It takes a village to protect children in the digital world

I recently spoke out in The duty on the importance of taking into account the evolving capacities of the child in our discourse on their relationship to screens. Another element that has marked me since the beginning of my doctoral journey – and which echoes this question of refinement and nuances to bring into the debate – is that of knowing who is responsible for the questions that the subject raises.

We often seek, and at all costs, to find a major culprit or at least a single person responsible to resolve these problems. So, who should bear the burden of protecting future generations in the digital world? Isn’t it up to parents rather than the government to monitor what their children are doing on their screens at home? Is it up to industry and pushers “virtuals” where all the fault lies? Isn’t it just up to children to learn to self-regulate and develop their digital skills? What about educators, daycares, teachers, schools, public health institutions and child welfare agencies?

This list reveals, in my opinion, a false dilemma whereby we must “choose” one solution over another to protect minors online.

As a lawyer, I have sometimes been told very directly in academic or public forums that “this is not a matter of law, but rather [insérer ici une des réponses qui suivent] » parenting, education, prevention, self-regulation, etc. Along the same lines, a journalist once asked me in an interview about age verification on pornographic sites: “Is it parents or the industry that should we take responsibility? »

We do not have to choose one solution over another. The United Nations Committee on the Rights of the Child carried out an exercise in 2021 which led to the publication of an important commentary on the protection and promotion of children’s rights in the digital environment.
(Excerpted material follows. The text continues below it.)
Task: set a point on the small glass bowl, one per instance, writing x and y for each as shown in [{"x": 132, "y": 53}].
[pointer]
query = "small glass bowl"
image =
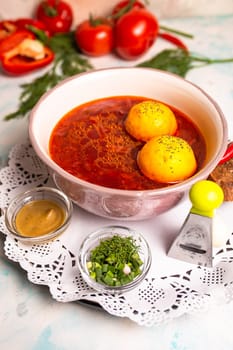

He didn’t make a choice. It did not decide between parents, children, educators, governments or industry. He brought together all of these actors around the same table (including 709 children) to reflect. He then published one of the texts that I consider among the most important to date to offer guidelines for protecting children through the omnipresence of screens, and also maximizing the benefits that these offer.

The French report Children and screens. In Search of Lost Time, published last April, results from a similar process where experts from the technology industry, the health and education sectors, lawyers, parents and also children were consulted.

So, to find out who is responsible for the issue of children and screens, first, I would ask what problem we are talking about here. Are we targeting, for example, the excessive use of screens in early childhood? Access to online pornography? Harassment on social networks? Video game addiction? The presence of the telephone in class? Use of screens before entering kindergarten? Next, I would say that we don’t have to choose a single leader or a single solution.

In the academic jargon of the sociology of law, we will speak of “normative plurality”, that is to say a bouquet of solutions, norms, and initiatives which, depending on the contexts and the questions, add up to form an effective response to social problems.

It takes a village to ensure that children’s rights are protected in the digital environment. And for this village to be effective, as expressed in the conclusions of the French report of April 2024 previously cited, the strategies must be concerted and managed collectively to avoid dispersion… and waste of energy.